Bairros

Jardim Andorfato perde a verba para desfavelamento

Lígia Ligabue
| Tempo de leitura: 3 min

Não será neste Natal que Luciana Germano, moradora do Jardim Andorfato, ganhará casa e deixará a atual, que está com a estrutura comprometida por rachaduras. A verba que a Federação das Associações Comunitárias do Estado de São Paulo (Facesp) receberia do Ministério das Cidades para construir 42 moradias para as famílias em situação de risco na favela do bairro, às margens do córrego da Grama, não foi disponibilizada por falta de documentação exigida e outros problemas técnicos. Agora, a alternativa é um convênio celebrado entre a prefeitura e a Companhia de Desenvolvimento Habitacional e Urbano (CDHU).

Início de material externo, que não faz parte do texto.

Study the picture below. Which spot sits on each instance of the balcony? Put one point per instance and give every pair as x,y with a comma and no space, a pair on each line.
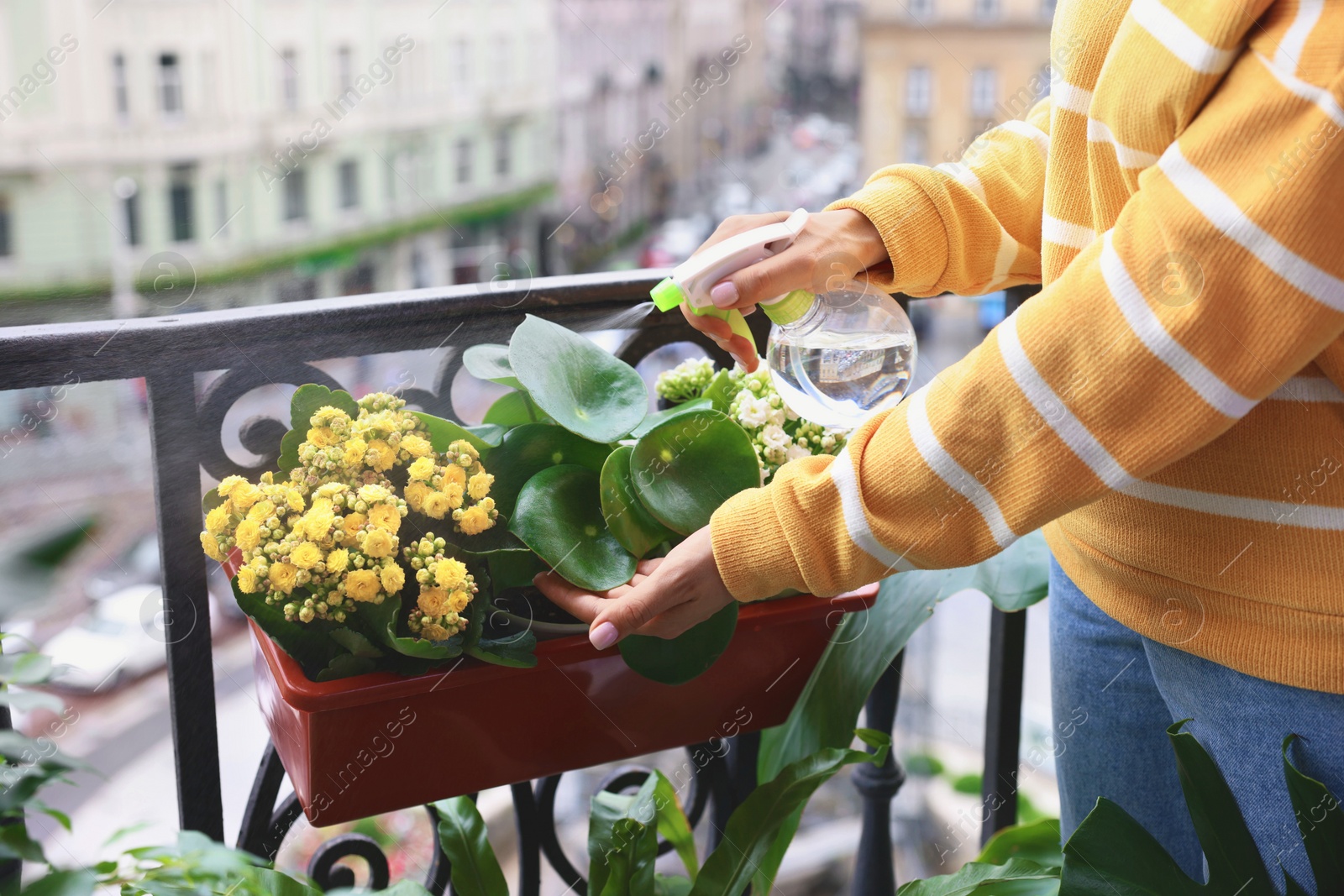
279,344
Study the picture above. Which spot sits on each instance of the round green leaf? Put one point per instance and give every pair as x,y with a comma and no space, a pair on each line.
559,516
582,387
675,661
685,466
490,362
308,399
628,519
533,448
515,409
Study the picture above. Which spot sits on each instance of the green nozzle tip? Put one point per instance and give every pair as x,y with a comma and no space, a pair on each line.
667,295
790,308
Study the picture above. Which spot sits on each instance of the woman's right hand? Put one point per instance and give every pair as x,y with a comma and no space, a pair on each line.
831,250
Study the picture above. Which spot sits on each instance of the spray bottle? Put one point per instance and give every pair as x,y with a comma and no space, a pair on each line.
835,358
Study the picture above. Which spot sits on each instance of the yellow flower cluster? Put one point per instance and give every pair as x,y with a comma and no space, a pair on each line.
447,587
327,540
454,484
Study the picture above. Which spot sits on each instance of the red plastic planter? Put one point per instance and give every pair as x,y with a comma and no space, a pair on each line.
381,741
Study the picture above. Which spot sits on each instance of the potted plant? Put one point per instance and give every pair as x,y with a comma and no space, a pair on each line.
387,564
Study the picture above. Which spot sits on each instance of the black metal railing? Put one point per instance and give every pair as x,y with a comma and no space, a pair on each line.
276,344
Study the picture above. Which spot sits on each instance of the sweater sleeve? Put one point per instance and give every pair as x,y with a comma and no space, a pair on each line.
965,228
1215,285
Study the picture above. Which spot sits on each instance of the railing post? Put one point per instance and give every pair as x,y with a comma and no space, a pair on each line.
1003,720
186,607
874,872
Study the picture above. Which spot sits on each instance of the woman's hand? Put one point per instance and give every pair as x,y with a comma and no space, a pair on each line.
832,249
665,597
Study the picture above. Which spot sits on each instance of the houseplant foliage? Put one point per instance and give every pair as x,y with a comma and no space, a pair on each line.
387,535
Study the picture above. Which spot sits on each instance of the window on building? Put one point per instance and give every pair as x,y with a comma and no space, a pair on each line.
289,78
344,70
181,203
349,179
131,215
463,164
984,92
463,63
222,210
170,83
6,228
918,92
504,152
120,92
296,195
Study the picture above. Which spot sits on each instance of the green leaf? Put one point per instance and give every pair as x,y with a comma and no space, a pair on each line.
444,432
675,661
559,516
1320,822
62,883
1037,842
625,515
753,826
355,642
674,825
685,468
721,391
289,443
530,449
490,362
311,398
346,665
515,409
309,644
1015,878
676,410
622,841
582,387
461,833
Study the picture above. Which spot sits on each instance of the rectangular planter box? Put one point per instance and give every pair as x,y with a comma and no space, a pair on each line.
375,743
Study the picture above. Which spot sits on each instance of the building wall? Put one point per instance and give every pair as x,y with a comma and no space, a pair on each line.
260,98
952,40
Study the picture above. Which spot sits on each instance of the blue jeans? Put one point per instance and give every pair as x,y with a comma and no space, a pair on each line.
1115,694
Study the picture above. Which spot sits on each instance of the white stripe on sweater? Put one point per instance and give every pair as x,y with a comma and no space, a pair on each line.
1179,38
961,172
1126,156
1290,47
1152,333
855,520
1061,419
1305,516
1062,233
1223,212
947,469
1308,389
1320,96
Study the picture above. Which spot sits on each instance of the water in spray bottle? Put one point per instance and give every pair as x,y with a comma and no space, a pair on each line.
837,358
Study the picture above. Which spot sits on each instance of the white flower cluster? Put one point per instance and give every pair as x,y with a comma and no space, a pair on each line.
777,434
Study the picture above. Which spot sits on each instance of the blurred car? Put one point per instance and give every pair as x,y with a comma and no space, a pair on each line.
116,641
139,564
675,241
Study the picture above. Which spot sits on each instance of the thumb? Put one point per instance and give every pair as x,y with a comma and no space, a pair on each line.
631,611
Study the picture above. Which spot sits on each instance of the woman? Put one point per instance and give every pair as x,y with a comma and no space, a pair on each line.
1167,407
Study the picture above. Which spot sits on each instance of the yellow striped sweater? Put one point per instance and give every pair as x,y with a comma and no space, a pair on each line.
1168,407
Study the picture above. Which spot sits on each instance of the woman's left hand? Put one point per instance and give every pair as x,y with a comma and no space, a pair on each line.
665,597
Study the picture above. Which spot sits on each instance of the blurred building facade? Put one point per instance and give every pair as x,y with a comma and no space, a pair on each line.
279,149
938,73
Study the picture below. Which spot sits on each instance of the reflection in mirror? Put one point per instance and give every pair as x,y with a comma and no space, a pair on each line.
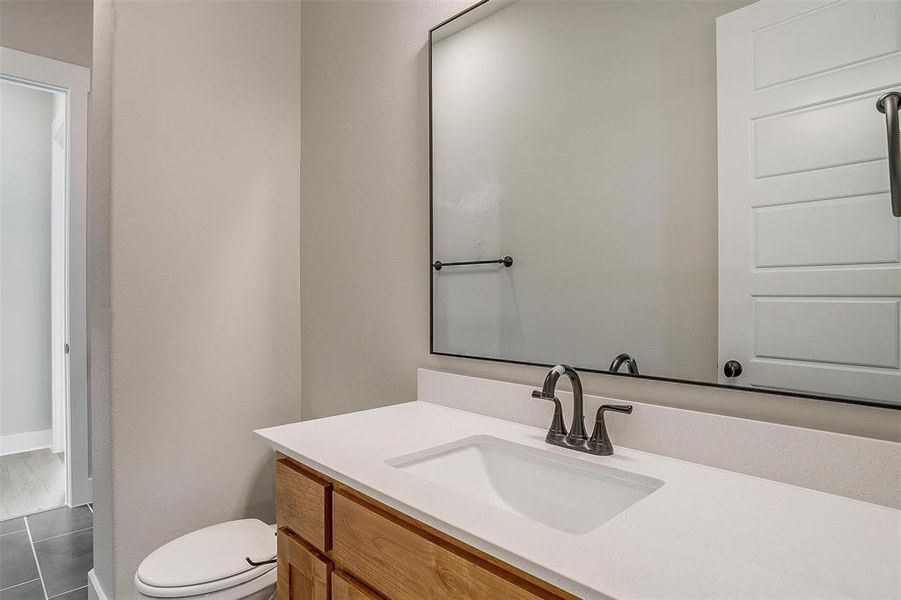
703,186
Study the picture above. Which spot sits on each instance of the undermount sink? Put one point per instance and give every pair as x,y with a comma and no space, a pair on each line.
570,495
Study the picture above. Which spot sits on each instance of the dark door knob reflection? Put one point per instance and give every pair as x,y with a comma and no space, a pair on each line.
732,368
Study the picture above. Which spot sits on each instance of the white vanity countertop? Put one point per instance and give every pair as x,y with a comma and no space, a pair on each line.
707,533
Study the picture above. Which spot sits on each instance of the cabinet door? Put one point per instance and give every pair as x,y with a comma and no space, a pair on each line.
303,573
345,587
403,563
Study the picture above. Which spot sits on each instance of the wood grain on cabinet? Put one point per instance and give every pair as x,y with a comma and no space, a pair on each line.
303,503
402,562
345,587
303,573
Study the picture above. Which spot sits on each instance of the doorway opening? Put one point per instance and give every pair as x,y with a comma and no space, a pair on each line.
44,457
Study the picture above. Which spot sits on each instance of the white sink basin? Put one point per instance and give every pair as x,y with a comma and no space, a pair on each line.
570,495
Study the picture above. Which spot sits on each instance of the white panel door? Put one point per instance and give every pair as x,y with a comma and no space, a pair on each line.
809,263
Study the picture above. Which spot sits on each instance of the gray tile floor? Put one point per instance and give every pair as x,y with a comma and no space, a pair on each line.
47,555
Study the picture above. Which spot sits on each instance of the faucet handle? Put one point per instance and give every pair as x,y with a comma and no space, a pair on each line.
624,408
558,428
599,442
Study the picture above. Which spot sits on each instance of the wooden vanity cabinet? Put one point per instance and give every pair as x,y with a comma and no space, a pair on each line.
303,572
345,587
360,549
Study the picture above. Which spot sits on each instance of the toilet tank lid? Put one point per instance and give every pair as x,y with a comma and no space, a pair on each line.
215,552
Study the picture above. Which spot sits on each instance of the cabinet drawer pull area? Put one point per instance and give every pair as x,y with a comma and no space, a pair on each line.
303,573
303,503
403,563
345,587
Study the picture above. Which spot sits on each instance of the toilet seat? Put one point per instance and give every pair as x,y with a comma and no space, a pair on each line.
211,560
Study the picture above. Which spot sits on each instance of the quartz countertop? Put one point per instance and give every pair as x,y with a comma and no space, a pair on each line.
706,533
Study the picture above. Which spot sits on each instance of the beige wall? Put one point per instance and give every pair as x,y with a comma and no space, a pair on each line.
58,29
364,232
202,162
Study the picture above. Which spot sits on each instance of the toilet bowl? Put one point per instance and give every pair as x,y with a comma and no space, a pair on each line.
212,564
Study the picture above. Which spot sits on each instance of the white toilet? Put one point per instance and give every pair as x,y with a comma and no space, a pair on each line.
211,563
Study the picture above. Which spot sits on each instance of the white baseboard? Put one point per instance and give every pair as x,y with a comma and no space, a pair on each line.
95,591
23,442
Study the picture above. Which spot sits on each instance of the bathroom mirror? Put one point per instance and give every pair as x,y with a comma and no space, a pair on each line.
702,186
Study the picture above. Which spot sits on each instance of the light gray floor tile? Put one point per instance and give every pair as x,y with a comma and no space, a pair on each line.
59,521
31,482
79,594
12,526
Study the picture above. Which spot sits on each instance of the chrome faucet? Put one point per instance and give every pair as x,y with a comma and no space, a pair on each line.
599,442
625,359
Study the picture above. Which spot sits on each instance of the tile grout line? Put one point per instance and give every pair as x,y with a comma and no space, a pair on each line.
53,537
68,592
12,587
10,533
34,553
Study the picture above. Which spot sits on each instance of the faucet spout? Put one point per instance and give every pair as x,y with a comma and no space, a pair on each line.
577,434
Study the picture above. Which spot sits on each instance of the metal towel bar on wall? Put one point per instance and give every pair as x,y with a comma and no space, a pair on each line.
888,104
507,261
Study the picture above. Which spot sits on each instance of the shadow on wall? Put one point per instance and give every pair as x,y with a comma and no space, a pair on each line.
258,500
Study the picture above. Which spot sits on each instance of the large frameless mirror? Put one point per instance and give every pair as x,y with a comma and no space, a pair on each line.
702,191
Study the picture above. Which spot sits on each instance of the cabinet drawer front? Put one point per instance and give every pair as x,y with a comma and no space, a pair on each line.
303,504
345,587
303,573
403,563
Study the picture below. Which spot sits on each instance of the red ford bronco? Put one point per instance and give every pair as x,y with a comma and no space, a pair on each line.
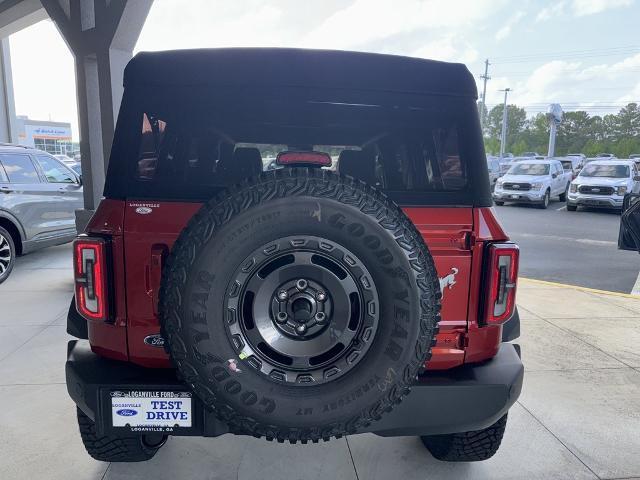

O convênio celebrado em fevereiro entre o Programa Crédito Solidário, do Ministério das Cidades, e a prefeitura municipal previa a liberação de R$ 420 mil para a construção das casas. De acordo com Sueli de Lima, diretora estadual da Facesp, uma série de circunstâncias fez com que o projeto não vingasse. Apesar de ser muito atrativo, com taxa zero de juros, o programa financiado pela Caixa Econômica Federal fazia uma série de exigências, difíceis de serem cumpridas.

Uma delas era que os futuros proprietários das casas não poderiam ter o nome em nenhuma lista de devedores. No prazo estipulado, eles não conseguiram apresentar a certidão negativa de débitos, de acordo com Lima.

Outra exigência não cumprida é o pagamento de uma taxa cartorária de R$ 120,00 por morador para adesão ao programa. “Famílias no local passam um mês inteiro só com esse dinheiro”, conta Maria Helena Rigitano, arquiteta da Secretaria Municipal de Planejamento (Seplan) que trabalhou na elaboração do projeto.

Além disso, o terreno doado pela prefeitura para a construção das 42 casas acabou voltando para a administração municipal porque a obra não foi iniciada dentro do prazo previsto pela lei, que expirou em março. “Não foi culpa do município, nem da Facesp. O problema do projeto é que ele não contempla as particularidades de cada região”, pondera Lima.

O terreno que a prefeitura doou para o projeto de desfavelamento já possui infra-estrutura necessária para a construção de casas. Anteriormente, a Polícia Militar já havia cogitado a possibilidade de erguer a sede da Cavalaria no local. “A área seria ideal. É próxima ao local onde eles (os moradores em situação de risco) estão e resolveria o problema de uma vez”, explica Rigitano.

O projeto de desfavelamento previa a recuperação do local onde hoje estão as casas das 42 famílias, pois se trata de uma área de preservação permanente. Mas antes de não conseguir reunir a documentação necessária e o prazo de uso do terreno expirar, moradores do Jardim Jaraguá, onde está localizado o imóvel, manifestaram-se contra o projeto de desfavelamento no local. “Durante a reunião que fizemos na Câmara, eles (moradores do Jaraguá) olhavam para gente como se fôssemos brutos e não soubéssemos viver em sociedade”, recorda Kelli Cristiane Gonçalves Quiló, uma das representantes dos moradores da favela.

Mas mesmo enfrentando dificuldades, Rigitano e Lima garantem que o desfavelamento do Jardim Andorfato é prioridade para a administração municipal. Por isso, tanto o poder público quanto a Facesp estão trabalhando para viabilizar outro terreno para a construção das casas através de financiamento da CDHU. A intenção é conseguir uma área no próprio bairro.

“Estamos em negociação com proprietários que fazem parte do Programa de Refinanciamento Fiscal (Refis) e solicitamos o pagamento (da dívida) em área”, explica Rigitano. Como todos os dados dos moradores da favela já estão cadastrados, espera-se que assim que a área seja liberada e o recurso disponibilizado pela CDHU, o processo já comece. “Com a CDHU é mais rápido e as exigências não são tantas”, compara Rigitano.